Théophilos III, le pape de Jérusalem (l’un des cinq papes d’origine, Sa Béatitude le patriarche de la sainte église orthodoxe grecque de Jérusalem et de la Terre sainte, car tel est son titre habituel, ose à peine se rendre dans les églises de nos jours. Chaque fois qu’il arrive, ses brebis l’attendent au dehors et l’empêchent d’entrer. La semaine dernière, la police juive l’a aidé à pénétrer dans une église de village, tandis que des centaines de croyants se pressaient pour le conspuer à grands cris. Il y a un plan pour l’empêcher de pénétrer à Noël prochain dans la Basilique de la Nativité.
Il faut se souvenir que son prédécesseur Irineos avait été déposé par les évêques douze ans plus tôt, et que depuis lors il vit dans une cellule solitaire dans le monastère, car il refuse de sortir de ses murs. Il sait que s’il s’en va, il ne sera pas autorisé à revenir. Considérant ses souffrances, l’actuel patriarche n’est pas porté à la complaisance.

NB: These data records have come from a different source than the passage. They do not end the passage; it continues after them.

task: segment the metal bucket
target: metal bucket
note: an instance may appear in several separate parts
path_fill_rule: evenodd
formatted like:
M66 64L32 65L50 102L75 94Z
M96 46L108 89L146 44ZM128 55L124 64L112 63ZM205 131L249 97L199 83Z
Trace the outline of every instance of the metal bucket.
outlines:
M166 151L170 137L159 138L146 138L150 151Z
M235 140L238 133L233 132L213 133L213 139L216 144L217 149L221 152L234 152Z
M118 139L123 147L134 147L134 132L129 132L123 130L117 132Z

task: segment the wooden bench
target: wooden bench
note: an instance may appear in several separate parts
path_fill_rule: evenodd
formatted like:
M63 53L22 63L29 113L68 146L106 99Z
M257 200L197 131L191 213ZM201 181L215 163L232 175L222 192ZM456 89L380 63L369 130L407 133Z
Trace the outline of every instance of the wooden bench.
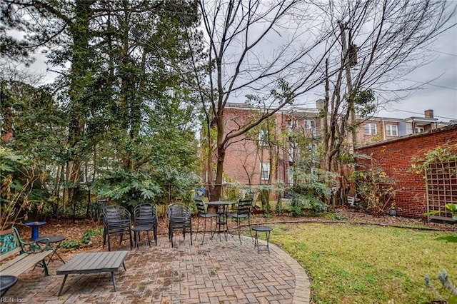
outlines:
M18 276L41 262L46 275L49 275L44 259L54 252L46 238L40 243L21 240L16 228L0 231L0 273ZM18 255L19 254L19 255ZM14 255L17 255L12 258ZM6 263L3 263L4 261Z

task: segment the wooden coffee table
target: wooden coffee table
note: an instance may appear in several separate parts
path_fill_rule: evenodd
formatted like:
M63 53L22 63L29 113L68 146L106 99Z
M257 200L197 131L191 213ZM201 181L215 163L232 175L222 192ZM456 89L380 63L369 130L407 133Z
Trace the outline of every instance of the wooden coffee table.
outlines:
M128 253L129 251L104 251L76 255L57 270L58 275L65 275L57 295L61 294L67 276L72 274L111 273L114 291L117 291L114 273L118 271L121 265L126 270L124 260Z

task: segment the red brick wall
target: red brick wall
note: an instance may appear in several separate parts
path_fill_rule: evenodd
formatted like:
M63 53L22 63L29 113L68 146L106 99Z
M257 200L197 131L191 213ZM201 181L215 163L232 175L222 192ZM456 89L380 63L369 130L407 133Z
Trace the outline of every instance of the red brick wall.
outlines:
M450 142L457 142L456 125L359 147L356 153L372 155L388 176L397 179L401 189L396 197L397 213L421 218L427 211L426 185L421 175L410 172L411 158Z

Le bas clergé et les laïcs, les Palestiniens chrétiens de la Terre sainte, sont très ennuyés avec ce patriarche et avec la tournure que prend la direction de l’Eglise. Le patriarche est en train de vendre des terres de l’Eglise à des prix de braderie ; les terres de Césarée, propriété de l’Eglise, ont été cédées par lui pour un prix plus bas que celui d’une seule des maisons de cet immense espace. Bientôt l’Eglise va se retrouver dépouillée, et la communauté chrétienne de Palestine établie par le Christ lui-même va disparaître, disent les ecclésiastiques.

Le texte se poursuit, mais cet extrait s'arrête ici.